Dear Damien,
Am 24.03.22 um 00:58 schrieb Damien Le Moal:
On 3/23/22 19:59, Paul Menzel wrote:
It’d be great if you gave an example benchmark.
No need for a benchmark. This is not hot path stuff. This code runs only
during device discovery on boot and on resume after suspend.
So apply the patches and reboot, check dmesg if you see errors or not and
if your disks are all there. Same after a suspend+resume.
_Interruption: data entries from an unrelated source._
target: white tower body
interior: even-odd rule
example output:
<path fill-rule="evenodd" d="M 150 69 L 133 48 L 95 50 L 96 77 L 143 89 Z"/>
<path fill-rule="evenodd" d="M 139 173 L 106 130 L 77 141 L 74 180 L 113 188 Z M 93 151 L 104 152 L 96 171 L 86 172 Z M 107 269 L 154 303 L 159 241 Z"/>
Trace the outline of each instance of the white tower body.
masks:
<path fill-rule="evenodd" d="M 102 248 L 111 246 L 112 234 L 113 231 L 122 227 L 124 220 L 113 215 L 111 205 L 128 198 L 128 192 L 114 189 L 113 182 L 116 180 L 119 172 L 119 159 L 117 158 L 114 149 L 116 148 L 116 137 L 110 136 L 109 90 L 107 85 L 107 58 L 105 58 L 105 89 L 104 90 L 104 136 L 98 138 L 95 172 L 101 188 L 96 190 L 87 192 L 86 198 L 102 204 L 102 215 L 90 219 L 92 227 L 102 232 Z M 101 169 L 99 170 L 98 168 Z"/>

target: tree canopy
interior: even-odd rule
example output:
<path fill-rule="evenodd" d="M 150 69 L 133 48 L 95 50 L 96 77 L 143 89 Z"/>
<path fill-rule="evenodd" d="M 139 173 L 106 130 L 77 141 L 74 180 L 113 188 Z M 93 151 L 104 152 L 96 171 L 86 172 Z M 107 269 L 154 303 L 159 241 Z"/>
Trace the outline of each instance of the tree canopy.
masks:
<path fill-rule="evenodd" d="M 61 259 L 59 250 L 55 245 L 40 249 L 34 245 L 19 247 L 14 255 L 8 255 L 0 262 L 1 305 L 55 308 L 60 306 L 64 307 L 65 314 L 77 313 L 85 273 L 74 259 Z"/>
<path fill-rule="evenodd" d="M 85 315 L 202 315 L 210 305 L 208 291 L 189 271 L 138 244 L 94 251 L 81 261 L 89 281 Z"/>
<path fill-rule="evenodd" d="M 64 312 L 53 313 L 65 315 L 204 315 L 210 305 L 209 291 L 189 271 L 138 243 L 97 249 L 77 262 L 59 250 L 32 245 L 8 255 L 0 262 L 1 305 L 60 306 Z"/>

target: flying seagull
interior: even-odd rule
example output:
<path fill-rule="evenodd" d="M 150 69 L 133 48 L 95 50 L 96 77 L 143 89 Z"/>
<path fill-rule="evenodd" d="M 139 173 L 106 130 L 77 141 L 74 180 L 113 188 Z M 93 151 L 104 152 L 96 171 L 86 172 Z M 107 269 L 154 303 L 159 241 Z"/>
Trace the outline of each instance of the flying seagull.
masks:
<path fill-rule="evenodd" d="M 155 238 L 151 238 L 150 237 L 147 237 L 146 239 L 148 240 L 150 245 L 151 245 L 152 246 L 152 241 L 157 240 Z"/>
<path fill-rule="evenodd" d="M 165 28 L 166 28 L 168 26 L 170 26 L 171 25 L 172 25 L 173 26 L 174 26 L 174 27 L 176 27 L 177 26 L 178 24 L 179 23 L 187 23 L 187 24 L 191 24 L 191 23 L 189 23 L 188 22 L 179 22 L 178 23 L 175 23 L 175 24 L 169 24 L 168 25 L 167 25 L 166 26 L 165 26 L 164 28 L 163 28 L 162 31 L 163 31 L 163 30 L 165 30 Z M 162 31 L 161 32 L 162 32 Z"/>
Yes, I know what I need to check. I meant, that you write without this
patchset my system with HBA controller X and 32 [vendor/model] disks
attached reaches the message Y in Z1 seconds, and with the series Z2
seconds.
There is going to be too much variation from machine to machine as that
depends on the adapter & devices used for testing. The only sensible thing
to do is to compare timing before patching with timing after patching and
see if there are some gains. On my test rig, I have so many drives and
various HBAs connected that the boot time gains overall are nil. But I do
see faster per-ata drive scan times.
And for one of these it’d be great to have exact numbers. ;-)
Comments and lots of testing are welcome !
Damien Le Moal (4):
ata: libata-sata: Simplify sata_link_resume() interface
ata: libata-sata: Introduce struct sata_deb_timing
ata: libata-sata: Remove debounce delay by default
ata: libata-sata: Improve sata_link_debounce()
[…]
I am wondering how sure we can be, there won’t be any regressions? Not
having the boot disk detected is quite a serious issue/regression, and
it should be made easy for users to fix that without having to rebuild
the Linux kernel. A Linux kernel CLI parameter to enable the delay would
be helpful for effected users.
I am working on another series for that. The patches will allow
controlling most horkage and link flags on/off using libata.force kernel
boot parameter. That will allow figuring out problems without patching in
the field, for patches to be later added.
Sounds good. But this needs to be available before the changes at hand,
doesn’t it?
Not really. For now, we need to check if these patches break anything,
regardless of the libata.force changes. I consider libata.force for field
debugging. A user should not have to use it to get a system running. The
kernel should have sensible defaults for that and things should run out of
the box without the need for additional kernel boot parameters.
Sorry, I have the feeling we misunderstand each other. Just to be clear,
you are saying before shipping this to users, we can be 100 % certain
that these changes won’t break any systems out there?